Newsletter #2: I know and that’s plenty
The One Paragraph Introduction
Thank you this week for all the texts and check-ins. The displays of solidarity help me to hold on. Who holds power over you often dictates the energy you need for day-to-day survival. This is a personal email to a colleague this week.
The honest truth is that the question (of how I'm doing) you've asked can only be answered over a warm beverage with spaces for silence. The "shock and awe" of people with power and a license to harm me was more effective than I care to admit.
If you'll indulge my sentimentality, in the spirit of the writing of opportunity of the American tradition of letter writing, I'll wax poetic to best honor your ask for a check-in through prose as an aspiring fantasy/sci-fi story teller that is fluent in bad prose. I'm simultaneously "doing" by moving forward in my personal and professional life while giving myself time to feel. The professional updates I'll save for future correspondences as that seems to be what a professional administrator would do. The best way to describe my "doing" today needs to rely on great art. I haven't quite come up with the appropriate language to make sense of everything right now. In these moments I tend to turn to better writers to help me make sense of the world. Science fiction authors like Ursula Le Guin made their life's work to imagine the future of living.

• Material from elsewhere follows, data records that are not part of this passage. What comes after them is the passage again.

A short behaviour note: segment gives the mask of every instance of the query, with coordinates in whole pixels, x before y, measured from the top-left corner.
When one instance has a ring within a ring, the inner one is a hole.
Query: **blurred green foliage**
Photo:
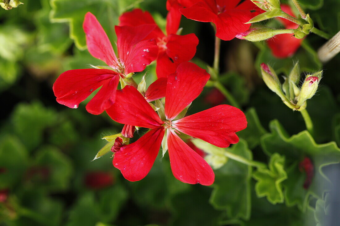
[[[338,31],[338,1],[300,1],[318,28]],[[311,35],[295,55],[283,59],[273,56],[265,43],[222,42],[220,81],[242,106],[248,123],[238,133],[240,142],[226,150],[266,167],[227,158],[215,171],[215,183],[206,187],[175,179],[168,156],[160,153],[145,178],[130,182],[112,166],[111,154],[91,161],[103,147],[110,153],[101,138],[120,132],[122,125],[105,114],[87,113],[86,101],[77,110],[59,105],[52,86],[66,70],[103,64],[86,50],[82,24],[87,12],[97,17],[114,43],[119,15],[135,7],[149,11],[164,30],[165,1],[23,2],[10,10],[0,9],[0,200],[3,194],[7,197],[0,201],[0,225],[327,225],[329,169],[340,162],[335,142],[340,145],[340,92],[334,82],[339,80],[340,57],[322,65],[316,51],[324,40]],[[194,61],[206,69],[213,57],[213,29],[183,17],[181,24],[183,34],[194,32],[199,38]],[[284,75],[298,61],[305,72],[326,69],[322,86],[307,107],[313,137],[299,113],[265,87],[256,71],[264,62]],[[155,68],[147,68],[147,85],[156,77]],[[137,83],[142,74],[135,76]],[[205,89],[190,113],[213,105],[205,98],[211,91]],[[135,133],[132,141],[143,133]],[[307,189],[299,167],[306,157],[314,164]],[[111,179],[96,187],[98,181],[90,183],[94,172]]]

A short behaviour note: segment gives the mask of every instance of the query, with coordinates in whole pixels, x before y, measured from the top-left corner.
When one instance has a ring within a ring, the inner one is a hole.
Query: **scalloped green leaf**
[[[134,0],[52,0],[50,18],[54,22],[68,22],[70,37],[77,47],[84,50],[86,41],[83,22],[86,13],[90,12],[96,16],[112,41],[115,39],[114,26],[118,23],[118,17],[139,2]]]
[[[306,131],[290,137],[276,120],[271,122],[270,127],[271,133],[262,136],[261,144],[268,155],[277,152],[285,156],[288,178],[283,185],[286,204],[289,206],[296,205],[305,210],[310,195],[320,199],[331,187],[323,168],[340,162],[340,149],[334,142],[318,144]],[[306,174],[299,167],[305,157],[311,159],[314,169],[311,183],[308,189],[303,187]]]
[[[247,128],[237,133],[240,138],[245,140],[249,148],[252,149],[260,144],[261,136],[267,133],[258,118],[256,110],[251,108],[244,113],[248,124]]]
[[[240,140],[228,150],[251,160],[252,155],[247,142]],[[216,209],[226,211],[228,218],[248,220],[251,207],[250,180],[252,167],[232,159],[215,171],[214,188],[210,202]]]
[[[285,157],[274,153],[270,157],[269,169],[259,168],[254,172],[253,177],[257,181],[255,191],[258,197],[266,196],[273,204],[283,202],[282,183],[287,178],[284,164]]]

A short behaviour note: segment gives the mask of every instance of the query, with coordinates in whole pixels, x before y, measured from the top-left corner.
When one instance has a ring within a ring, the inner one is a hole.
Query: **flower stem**
[[[308,113],[307,110],[305,109],[303,110],[300,111],[301,114],[302,115],[303,119],[305,120],[305,123],[306,124],[306,127],[307,128],[307,130],[309,132],[309,133],[312,136],[313,135],[313,122],[310,119],[310,116],[309,114]]]
[[[240,108],[240,105],[237,101],[234,98],[229,91],[226,89],[225,87],[222,84],[218,81],[216,81],[214,83],[215,87],[219,90],[224,95],[225,98],[228,100],[231,105],[237,108]]]
[[[224,152],[224,155],[227,157],[231,159],[232,159],[235,161],[245,164],[248,166],[255,166],[258,168],[265,168],[267,167],[265,164],[260,163],[256,161],[252,161],[249,159],[247,159],[239,155],[236,155],[229,151],[226,151]]]
[[[215,36],[215,54],[214,55],[214,69],[217,74],[219,73],[220,65],[220,53],[221,50],[221,39]]]
[[[299,21],[296,18],[295,18],[293,17],[292,17],[290,15],[285,13],[283,11],[281,13],[281,15],[279,16],[280,17],[286,19],[288,20],[290,20],[293,23],[295,23],[297,24],[299,24],[301,26],[303,26],[304,24],[303,23],[302,23],[301,21]]]
[[[310,30],[310,31],[318,35],[320,37],[323,38],[325,39],[329,39],[332,37],[332,36],[329,34],[327,34],[326,32],[323,32],[321,30],[319,30],[318,29],[316,28],[315,27],[312,28]]]
[[[307,15],[306,15],[305,12],[302,9],[302,8],[301,8],[300,3],[298,1],[298,0],[292,0],[292,1],[293,2],[293,3],[294,3],[295,7],[299,10],[299,12],[300,13],[300,15],[301,15],[301,17],[302,18],[302,19],[306,19],[307,17]]]

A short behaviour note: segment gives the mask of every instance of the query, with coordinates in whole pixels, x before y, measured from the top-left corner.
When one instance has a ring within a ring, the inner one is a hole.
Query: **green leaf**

There is a local author that lives on Peak's Island, Catherynne Valente, that is nationally renowned in science fiction writing. She published a short novella called The Past is Red in 2021. The text was nominated for a Hugo Award. The novella follows a child that was born on a giant ball of garbage, similar to the Pacific Garbage Patch, that acts as land for some of the last human survivors of rising sea levels.
Kids, as always, don't much care for the adults they live with as they continue to be obsessed with going back to the way things were. The adults hold animosity towards the generation of "Garbage Towners" that have only known their trash community as they are able to experience and be grateful for their floating ball of garbage in a way the adults tied to the old world cannot.There are two quotes that float to the top of my mind from the book that I'm feeling, framing, and informing my actions of my personal identity through this as mantra:
“They don’t know I’m beloved. But I know and that’s plenty.”

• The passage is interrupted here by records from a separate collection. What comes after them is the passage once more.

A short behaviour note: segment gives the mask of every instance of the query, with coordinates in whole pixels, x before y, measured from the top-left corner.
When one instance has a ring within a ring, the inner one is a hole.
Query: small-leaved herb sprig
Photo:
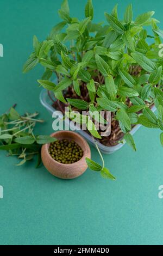
[[[37,118],[39,113],[26,113],[21,115],[14,107],[0,116],[0,150],[8,151],[8,156],[16,156],[22,165],[37,156],[36,167],[41,162],[40,155],[42,144],[56,139],[49,136],[34,135],[36,124],[44,121]]]

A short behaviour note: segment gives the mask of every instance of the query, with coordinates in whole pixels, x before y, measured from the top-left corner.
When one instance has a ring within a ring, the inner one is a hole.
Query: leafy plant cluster
[[[106,22],[96,23],[92,0],[87,1],[82,21],[71,16],[68,2],[64,0],[58,14],[62,21],[46,40],[40,42],[34,36],[34,52],[23,72],[40,63],[45,71],[39,84],[53,91],[59,101],[79,109],[112,112],[127,143],[135,150],[129,132],[133,125],[163,131],[163,61],[159,54],[163,31],[153,17],[154,11],[141,14],[134,21],[130,4],[120,20],[116,5],[110,14],[105,13]],[[146,26],[152,28],[152,35]],[[54,74],[57,83],[51,81]],[[65,98],[68,87],[79,97],[83,86],[87,87],[89,101]],[[157,115],[151,109],[154,103]],[[91,121],[86,121],[88,125]],[[101,138],[95,126],[89,131]],[[160,140],[163,145],[162,132]]]
[[[41,162],[41,148],[42,145],[56,140],[46,135],[35,136],[33,130],[36,123],[42,123],[43,120],[38,119],[38,113],[26,113],[20,115],[14,108],[8,113],[0,116],[0,150],[8,151],[8,156],[17,156],[21,160],[17,166],[37,156],[36,167]]]

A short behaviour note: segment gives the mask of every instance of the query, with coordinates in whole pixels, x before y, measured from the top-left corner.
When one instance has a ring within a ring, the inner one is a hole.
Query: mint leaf
[[[109,179],[110,180],[115,180],[116,179],[116,178],[113,176],[111,173],[110,173],[108,169],[105,167],[103,168],[101,170],[101,175],[104,179]]]
[[[92,160],[87,157],[85,157],[85,161],[87,166],[91,170],[96,170],[96,172],[100,171],[102,167],[98,163],[95,162],[95,161]]]
[[[116,18],[105,13],[105,16],[112,28],[119,34],[123,33],[124,28],[123,25]]]
[[[129,4],[126,8],[124,15],[124,20],[126,23],[131,23],[133,20],[133,13],[132,10],[132,5]]]
[[[45,89],[48,90],[54,90],[54,88],[57,87],[55,83],[48,80],[37,80],[37,82],[42,86]]]
[[[117,111],[116,117],[128,130],[130,131],[131,130],[130,118],[123,109],[118,109]]]
[[[14,139],[14,142],[22,144],[33,144],[35,142],[35,139],[32,136],[20,137],[18,138],[16,138]]]
[[[91,20],[93,18],[93,7],[92,5],[92,0],[87,0],[87,3],[85,8],[85,15],[87,18],[91,17]]]
[[[88,108],[89,103],[83,100],[76,99],[67,99],[67,102],[71,105],[79,109],[85,110]]]
[[[134,150],[136,151],[135,144],[132,135],[130,133],[126,133],[124,136],[124,138],[126,143],[131,147]]]

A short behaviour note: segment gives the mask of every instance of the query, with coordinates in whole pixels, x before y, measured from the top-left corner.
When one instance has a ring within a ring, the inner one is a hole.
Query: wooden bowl
[[[85,139],[78,133],[70,131],[59,131],[51,136],[58,139],[73,139],[83,150],[83,156],[80,160],[73,163],[59,163],[54,160],[49,154],[49,144],[45,144],[41,149],[41,158],[45,168],[52,174],[61,179],[74,179],[83,174],[87,168],[85,157],[91,158],[90,148]]]

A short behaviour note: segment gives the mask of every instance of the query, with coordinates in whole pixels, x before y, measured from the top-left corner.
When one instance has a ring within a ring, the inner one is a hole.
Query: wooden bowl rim
[[[51,137],[55,137],[54,135],[56,135],[57,133],[64,133],[64,132],[66,132],[67,133],[71,133],[71,134],[73,134],[74,135],[74,136],[78,137],[78,138],[79,138],[80,139],[81,139],[81,141],[82,141],[82,142],[84,144],[85,144],[85,145],[86,145],[86,147],[88,148],[89,150],[90,150],[90,147],[87,143],[87,142],[86,141],[86,140],[83,138],[82,136],[81,136],[80,135],[79,135],[78,133],[77,133],[77,132],[73,132],[73,131],[58,131],[57,132],[53,132],[53,133],[52,133],[50,136]],[[64,138],[63,138],[64,139]],[[64,166],[65,167],[66,167],[66,166],[76,166],[76,164],[78,164],[80,161],[83,161],[83,159],[84,159],[84,160],[85,160],[85,157],[86,157],[86,156],[85,156],[85,152],[84,152],[84,151],[83,150],[83,156],[82,156],[82,157],[79,160],[78,160],[77,162],[75,162],[74,163],[60,163],[59,162],[58,162],[57,161],[55,160],[54,159],[53,159],[53,157],[51,156],[51,154],[49,154],[49,151],[48,151],[48,147],[49,146],[51,143],[46,143],[46,144],[45,144],[44,145],[43,145],[42,147],[44,147],[45,148],[45,150],[46,150],[46,151],[47,152],[47,153],[48,154],[49,156],[51,158],[51,160],[52,161],[52,162],[54,162],[54,163],[57,163],[58,164],[59,164],[61,166]]]

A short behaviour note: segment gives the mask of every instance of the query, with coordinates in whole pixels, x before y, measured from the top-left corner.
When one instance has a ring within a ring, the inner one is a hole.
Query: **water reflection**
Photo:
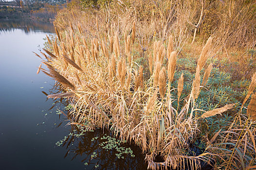
[[[0,20],[0,33],[22,30],[26,34],[31,33],[51,33],[54,32],[53,24],[29,20]]]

“Everyone says they only hate me because I annihilated hope and butchered our future, but I know better, and anyway, it's a lie.
I'm adjusting and wrestling internally with the ideas of beloved community, living with dignity, and a realistic appraisal of what humanity is by working through my resonance with this quote:
I think kings happen because some people have an empty place inside them that wants to be full and it will do anything to feel full and the first thing that makes it feel the opposite of empty it will chase forever and ever. And the weirdest thing about this place is that obeying fills it up, but making someone else obey makes it slosh up and splash all over the floor.”

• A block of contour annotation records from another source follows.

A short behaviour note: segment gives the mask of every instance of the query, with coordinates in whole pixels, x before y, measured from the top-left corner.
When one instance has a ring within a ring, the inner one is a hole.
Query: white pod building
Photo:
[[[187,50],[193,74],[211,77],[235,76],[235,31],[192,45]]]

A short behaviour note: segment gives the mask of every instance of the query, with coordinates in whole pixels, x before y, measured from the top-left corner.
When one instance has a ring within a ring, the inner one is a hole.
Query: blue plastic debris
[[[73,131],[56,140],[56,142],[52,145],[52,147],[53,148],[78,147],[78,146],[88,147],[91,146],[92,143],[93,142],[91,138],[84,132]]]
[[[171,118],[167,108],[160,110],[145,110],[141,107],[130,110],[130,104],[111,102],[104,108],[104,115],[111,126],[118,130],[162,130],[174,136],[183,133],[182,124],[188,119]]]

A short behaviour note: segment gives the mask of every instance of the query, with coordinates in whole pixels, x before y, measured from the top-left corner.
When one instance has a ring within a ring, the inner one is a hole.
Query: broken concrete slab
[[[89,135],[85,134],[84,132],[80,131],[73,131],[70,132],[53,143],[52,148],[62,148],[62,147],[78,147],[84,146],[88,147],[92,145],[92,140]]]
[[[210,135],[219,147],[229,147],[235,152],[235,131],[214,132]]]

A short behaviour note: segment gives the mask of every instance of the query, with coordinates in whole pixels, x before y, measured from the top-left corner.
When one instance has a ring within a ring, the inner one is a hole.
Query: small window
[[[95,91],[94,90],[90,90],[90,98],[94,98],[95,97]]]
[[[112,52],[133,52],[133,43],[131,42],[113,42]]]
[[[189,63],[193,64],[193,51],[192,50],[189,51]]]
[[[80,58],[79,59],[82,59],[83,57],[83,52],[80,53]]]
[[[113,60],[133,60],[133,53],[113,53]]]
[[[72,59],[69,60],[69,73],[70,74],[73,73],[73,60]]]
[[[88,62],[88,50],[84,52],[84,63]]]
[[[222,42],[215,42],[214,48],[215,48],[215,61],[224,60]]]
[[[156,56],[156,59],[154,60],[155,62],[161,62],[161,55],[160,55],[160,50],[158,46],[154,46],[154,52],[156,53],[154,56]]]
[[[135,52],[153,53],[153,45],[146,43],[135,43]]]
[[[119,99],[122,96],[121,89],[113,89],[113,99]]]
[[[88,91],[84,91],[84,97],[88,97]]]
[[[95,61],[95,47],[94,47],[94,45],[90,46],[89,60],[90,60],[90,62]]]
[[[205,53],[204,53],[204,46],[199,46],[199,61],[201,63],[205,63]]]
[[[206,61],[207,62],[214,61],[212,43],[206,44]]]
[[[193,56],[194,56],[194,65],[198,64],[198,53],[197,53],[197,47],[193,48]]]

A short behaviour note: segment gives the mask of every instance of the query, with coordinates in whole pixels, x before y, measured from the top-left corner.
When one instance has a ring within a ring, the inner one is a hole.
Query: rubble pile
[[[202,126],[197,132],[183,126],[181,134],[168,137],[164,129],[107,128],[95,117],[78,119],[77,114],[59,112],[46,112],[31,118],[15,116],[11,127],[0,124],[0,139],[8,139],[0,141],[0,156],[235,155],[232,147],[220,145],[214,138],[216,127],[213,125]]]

I would regret not sharing this final quote that brought me some joy this morning. This quote from the book gives a very distinct "Maine in January" mood:
“Mornings are not for company. They are for feeling cross and checking crab cages.”
Warmly,
SJR
The 3 Bulleted Personal Highlights
1: I applied and was accepted into the 2025 cohort of the Natural Helpers program through the Portland, Maine Economic Opportunities Office.
- I'm joining the University faculty writing accountability group. It is a kindness they would open this space to me as a staff member. I'm devoting the time to two separate projects.
- Write out evergreen pieces about community organizing experiences and strategy that I'm fortunate to have co-constructed with comrades from all over the country.
- Develop writings on exercise to imagine what a better world would look like through science fiction and fantasy stories.
- I hired in and will be supervising undergraduate students again for the first time in five years.
The 5 Bulleted Recommendations
- A Brutal Beginning: Orienting Ourselves Amid the Shock and Awe
- "We must be prepared to live and act defiantly, deriving no legitimacy from the illegitimate brutes who would govern us."
- The Trans Literature Preservation Project: A Practical Guide to Resisting Censorship
- Anyone can pick two and take action today.
- Your School Burned Down In The LA Fires. What Happens Now?
- Slay the Spire. Someone please intervene in my life and save me from my addition.
- Balatro. I mean it. I need an intervention. My sleep schedule has been wrecked.